The Only Bag You Need for Your Next Weekend Trip
Like swimsuit or washing machine shopping, buying luggage can seem a vortex of expensive, confusing options that blur into an amalgam of despair after two hours. That carry-on bag looks TSA-approved now, but once you fill it with that second pair of shoes, will it scream “gate-check”? Do you really need a wheelie bag with a phone charger in the handle or will this feature sooner than later seem as useful as a floppy disc?
These are tough questions (but for the record: probably and yes). Most often, I’m asked what bag works best for a weekend trip when checking a bag doesn’t make sense or a road trip is involved. If I could channel Flannery O’Connor for a moment, a good duffle is hard to find.
In the world of bloggers to Instagram influencers, it would seem all you need do is throw a pair of sunglasses, a pullover, a good book, your phone, and some lip balm in a tote bag, and you’re ready to head to the beach for over 24 hours. If you want to bring a bottle of shampoo, another pair of jeans, or, oh say, underpants, that doesn’t fit into this filtered reality where issues like hygiene solve themselves.
For the realistic, practical traveler, may I present to you the Herschel Novel Duffle. I just celebrated two years with mine, and it’s still the one (cue dad rock soundtrack). In fact, I find it so efficient, that I often bring it on longer trips that involve air travel. Without wheels, it rarely peaks the attention of bag check-happy airport employees, but easily fits as much as a carry on. The strap is also padded enough that even when filled to capacity, I can carry it comfortably. Seriously, I once jogged back and forth between Concourse A and E in Atlanta’s Hartsfield-Jackson airport in 30 minutes with it slung across my shoulders.

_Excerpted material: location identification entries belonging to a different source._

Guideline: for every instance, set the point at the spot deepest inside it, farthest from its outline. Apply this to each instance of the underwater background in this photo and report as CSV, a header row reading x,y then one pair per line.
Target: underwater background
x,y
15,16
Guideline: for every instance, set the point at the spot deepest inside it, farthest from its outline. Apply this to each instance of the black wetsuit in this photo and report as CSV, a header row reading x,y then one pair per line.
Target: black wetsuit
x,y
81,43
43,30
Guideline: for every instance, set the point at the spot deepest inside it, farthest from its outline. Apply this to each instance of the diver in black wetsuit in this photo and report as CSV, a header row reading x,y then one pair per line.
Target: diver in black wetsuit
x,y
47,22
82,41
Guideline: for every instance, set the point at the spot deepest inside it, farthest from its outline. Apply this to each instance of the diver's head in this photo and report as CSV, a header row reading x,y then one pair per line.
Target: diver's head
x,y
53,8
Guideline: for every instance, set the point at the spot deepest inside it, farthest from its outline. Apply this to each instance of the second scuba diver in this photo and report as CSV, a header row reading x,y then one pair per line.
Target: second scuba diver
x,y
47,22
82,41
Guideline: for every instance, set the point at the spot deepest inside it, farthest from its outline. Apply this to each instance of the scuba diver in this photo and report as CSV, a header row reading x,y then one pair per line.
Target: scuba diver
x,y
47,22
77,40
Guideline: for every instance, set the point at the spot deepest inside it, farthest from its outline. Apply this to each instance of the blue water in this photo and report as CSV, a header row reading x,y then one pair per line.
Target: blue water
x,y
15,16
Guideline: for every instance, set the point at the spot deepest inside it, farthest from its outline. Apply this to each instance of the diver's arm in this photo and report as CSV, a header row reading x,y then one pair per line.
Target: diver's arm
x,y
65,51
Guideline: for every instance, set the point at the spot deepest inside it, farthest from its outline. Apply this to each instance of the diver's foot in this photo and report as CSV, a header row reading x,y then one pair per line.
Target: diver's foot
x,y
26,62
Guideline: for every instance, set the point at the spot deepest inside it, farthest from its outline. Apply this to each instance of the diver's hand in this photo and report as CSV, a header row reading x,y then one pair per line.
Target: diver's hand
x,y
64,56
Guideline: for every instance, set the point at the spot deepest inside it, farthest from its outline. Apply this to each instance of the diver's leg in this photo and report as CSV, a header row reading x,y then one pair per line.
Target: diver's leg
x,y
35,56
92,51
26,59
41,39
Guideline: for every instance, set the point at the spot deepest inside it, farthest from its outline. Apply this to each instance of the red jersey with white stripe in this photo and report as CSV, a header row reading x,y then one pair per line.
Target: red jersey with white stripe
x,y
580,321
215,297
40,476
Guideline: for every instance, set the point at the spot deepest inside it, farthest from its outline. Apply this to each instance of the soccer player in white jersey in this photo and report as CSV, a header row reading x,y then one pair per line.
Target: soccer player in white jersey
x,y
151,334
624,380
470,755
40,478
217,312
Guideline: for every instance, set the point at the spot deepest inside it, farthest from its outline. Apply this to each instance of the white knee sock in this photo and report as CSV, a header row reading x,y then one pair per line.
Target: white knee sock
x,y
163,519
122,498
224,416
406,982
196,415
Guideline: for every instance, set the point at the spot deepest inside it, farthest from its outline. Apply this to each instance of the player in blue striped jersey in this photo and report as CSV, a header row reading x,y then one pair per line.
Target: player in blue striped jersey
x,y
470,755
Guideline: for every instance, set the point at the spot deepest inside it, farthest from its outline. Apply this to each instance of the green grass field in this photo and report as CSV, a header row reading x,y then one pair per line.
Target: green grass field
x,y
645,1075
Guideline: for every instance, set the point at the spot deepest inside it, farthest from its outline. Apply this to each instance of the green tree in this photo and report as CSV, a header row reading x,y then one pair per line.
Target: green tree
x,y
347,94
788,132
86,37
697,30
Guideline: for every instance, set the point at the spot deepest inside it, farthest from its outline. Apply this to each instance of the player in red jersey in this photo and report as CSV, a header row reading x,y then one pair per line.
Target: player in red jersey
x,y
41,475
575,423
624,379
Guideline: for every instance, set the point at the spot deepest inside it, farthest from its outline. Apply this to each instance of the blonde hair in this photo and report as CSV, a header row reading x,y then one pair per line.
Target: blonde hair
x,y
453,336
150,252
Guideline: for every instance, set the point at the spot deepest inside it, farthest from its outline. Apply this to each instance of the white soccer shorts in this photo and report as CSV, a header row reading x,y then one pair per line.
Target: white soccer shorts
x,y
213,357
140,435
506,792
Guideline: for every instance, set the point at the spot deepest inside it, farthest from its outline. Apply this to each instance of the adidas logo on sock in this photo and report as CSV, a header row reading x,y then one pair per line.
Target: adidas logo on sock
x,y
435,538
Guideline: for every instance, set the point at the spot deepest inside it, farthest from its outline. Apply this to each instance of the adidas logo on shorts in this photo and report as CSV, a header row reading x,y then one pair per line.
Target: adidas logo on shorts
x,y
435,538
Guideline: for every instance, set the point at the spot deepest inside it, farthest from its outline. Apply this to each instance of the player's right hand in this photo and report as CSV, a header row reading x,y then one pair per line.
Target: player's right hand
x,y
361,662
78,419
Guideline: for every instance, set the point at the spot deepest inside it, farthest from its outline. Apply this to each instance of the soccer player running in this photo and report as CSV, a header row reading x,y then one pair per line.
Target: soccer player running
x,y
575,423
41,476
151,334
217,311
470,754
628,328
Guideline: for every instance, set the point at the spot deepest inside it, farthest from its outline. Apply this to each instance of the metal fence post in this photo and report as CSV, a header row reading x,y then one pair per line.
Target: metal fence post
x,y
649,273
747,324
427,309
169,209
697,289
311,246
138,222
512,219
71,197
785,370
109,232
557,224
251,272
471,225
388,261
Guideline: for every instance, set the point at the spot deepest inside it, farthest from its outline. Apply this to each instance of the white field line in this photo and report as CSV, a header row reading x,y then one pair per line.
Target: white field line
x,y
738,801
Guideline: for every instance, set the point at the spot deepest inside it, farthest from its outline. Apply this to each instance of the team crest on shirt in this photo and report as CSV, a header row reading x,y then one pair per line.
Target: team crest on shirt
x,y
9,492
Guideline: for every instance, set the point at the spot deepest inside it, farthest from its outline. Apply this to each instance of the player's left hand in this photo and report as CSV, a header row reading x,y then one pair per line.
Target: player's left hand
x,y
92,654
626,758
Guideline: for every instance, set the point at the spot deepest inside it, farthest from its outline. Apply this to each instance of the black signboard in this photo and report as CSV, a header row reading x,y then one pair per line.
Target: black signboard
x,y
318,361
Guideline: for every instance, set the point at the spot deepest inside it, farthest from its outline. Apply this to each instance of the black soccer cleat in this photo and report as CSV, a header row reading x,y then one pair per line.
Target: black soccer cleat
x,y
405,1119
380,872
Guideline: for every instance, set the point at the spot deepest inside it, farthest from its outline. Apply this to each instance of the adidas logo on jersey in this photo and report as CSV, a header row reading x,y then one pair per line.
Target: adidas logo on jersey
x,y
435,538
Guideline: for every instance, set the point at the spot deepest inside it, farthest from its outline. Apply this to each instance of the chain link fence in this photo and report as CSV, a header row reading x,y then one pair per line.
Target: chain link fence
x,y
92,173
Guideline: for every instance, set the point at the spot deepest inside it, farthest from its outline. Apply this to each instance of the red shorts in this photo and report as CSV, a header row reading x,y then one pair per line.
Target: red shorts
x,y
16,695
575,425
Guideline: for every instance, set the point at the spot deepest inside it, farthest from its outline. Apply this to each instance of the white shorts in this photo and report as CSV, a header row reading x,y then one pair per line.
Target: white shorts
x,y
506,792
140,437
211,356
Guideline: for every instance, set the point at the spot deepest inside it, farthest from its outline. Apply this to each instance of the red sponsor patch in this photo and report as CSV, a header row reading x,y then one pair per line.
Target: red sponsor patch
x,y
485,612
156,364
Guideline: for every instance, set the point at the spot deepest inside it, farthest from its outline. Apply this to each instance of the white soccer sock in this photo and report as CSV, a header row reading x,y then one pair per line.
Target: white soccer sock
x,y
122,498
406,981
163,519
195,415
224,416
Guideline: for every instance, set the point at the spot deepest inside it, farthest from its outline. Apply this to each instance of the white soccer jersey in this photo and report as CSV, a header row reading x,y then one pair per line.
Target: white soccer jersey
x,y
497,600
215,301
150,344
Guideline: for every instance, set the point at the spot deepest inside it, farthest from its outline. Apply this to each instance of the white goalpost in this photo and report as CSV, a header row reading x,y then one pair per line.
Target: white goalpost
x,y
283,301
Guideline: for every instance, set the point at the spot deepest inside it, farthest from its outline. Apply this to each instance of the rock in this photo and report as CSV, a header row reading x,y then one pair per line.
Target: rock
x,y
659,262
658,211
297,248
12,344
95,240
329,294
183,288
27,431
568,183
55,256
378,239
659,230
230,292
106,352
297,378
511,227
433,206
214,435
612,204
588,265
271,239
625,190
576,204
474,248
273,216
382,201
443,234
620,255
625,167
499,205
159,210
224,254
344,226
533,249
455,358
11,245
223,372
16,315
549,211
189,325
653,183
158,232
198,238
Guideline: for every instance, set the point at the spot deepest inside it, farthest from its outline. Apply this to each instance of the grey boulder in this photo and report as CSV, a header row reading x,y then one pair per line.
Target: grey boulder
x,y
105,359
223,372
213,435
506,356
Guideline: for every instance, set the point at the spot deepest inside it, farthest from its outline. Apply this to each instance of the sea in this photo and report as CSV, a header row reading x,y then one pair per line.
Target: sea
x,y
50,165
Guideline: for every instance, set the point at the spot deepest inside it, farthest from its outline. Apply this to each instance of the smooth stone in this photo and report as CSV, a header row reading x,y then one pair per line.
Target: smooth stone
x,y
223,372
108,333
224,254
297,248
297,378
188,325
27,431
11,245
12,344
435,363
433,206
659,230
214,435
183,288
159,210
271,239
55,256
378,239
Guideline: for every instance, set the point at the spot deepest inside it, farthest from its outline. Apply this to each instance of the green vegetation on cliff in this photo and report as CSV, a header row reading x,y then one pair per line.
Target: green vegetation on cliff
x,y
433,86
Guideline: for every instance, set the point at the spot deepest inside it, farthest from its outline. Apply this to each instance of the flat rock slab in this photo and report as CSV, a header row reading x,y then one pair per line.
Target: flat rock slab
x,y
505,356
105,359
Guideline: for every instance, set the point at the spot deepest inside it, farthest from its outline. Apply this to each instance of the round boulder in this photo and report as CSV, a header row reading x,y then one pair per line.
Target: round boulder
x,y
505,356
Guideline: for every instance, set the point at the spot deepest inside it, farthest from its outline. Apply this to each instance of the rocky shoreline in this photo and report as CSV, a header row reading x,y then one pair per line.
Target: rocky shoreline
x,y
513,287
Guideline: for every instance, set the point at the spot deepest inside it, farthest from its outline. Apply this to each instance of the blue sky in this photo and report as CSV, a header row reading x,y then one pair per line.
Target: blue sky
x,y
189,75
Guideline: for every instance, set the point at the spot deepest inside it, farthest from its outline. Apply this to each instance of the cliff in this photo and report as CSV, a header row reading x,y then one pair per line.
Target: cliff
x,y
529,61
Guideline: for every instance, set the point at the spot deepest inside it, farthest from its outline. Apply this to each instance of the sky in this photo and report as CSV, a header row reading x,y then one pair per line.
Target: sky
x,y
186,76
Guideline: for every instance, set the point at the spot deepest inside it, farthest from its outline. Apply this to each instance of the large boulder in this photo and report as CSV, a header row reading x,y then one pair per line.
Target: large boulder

And while most mobile bags have a rigid parallelogram for fitting clothes, shoes, toiletries, a laptop, or maybe even a hairdryer into it, the Novel conforms to the shape of what I put in it.
For instance, I typically lay what I want to bring out on my bed and layer each item on top of the other. Once I have a stack of what I want to bring (say two dresses, a jumpsuit, three tops, and a skirt), I roll them into a loose burrito. I nestle that on top of my laptop, shoes, and toiletries in the bottom of the duffle, and when I arrive at my destination, I unroll it into a relatively unwrinkled, organized stack again.
But I haven’t even got to the best part of the Novel Duffle. It also has a pocket where you can put a pair (or two) of shoes that you don’t want to rub all over your clothes. Personally I find it functions well as a place to stash dirty laundry that I don’t want ruining any remaining freshness in the main compartment.
As for my closing arguments: while leather luggage looks great in that whole Darjeeling Limited sort of way, I love that after years of abuse, even once using it as a seat on the floor of LaGuardia’s chair-less baggage claim for an hour, it remains undamaged and still gets compliments from strangers and Uber drivers. I have the navy-and-red version, but it comes in a variety of colors and patterns, including a Golden Girls-inspired palm print if you’re so inclined.
While spending $70 to $90 on a duffle might make you feel three sandwiches short of a picnic, when there’s so many cheaper options out there, in the realm of luggage, and swimsuits and washing machines, you often do get what you pay for.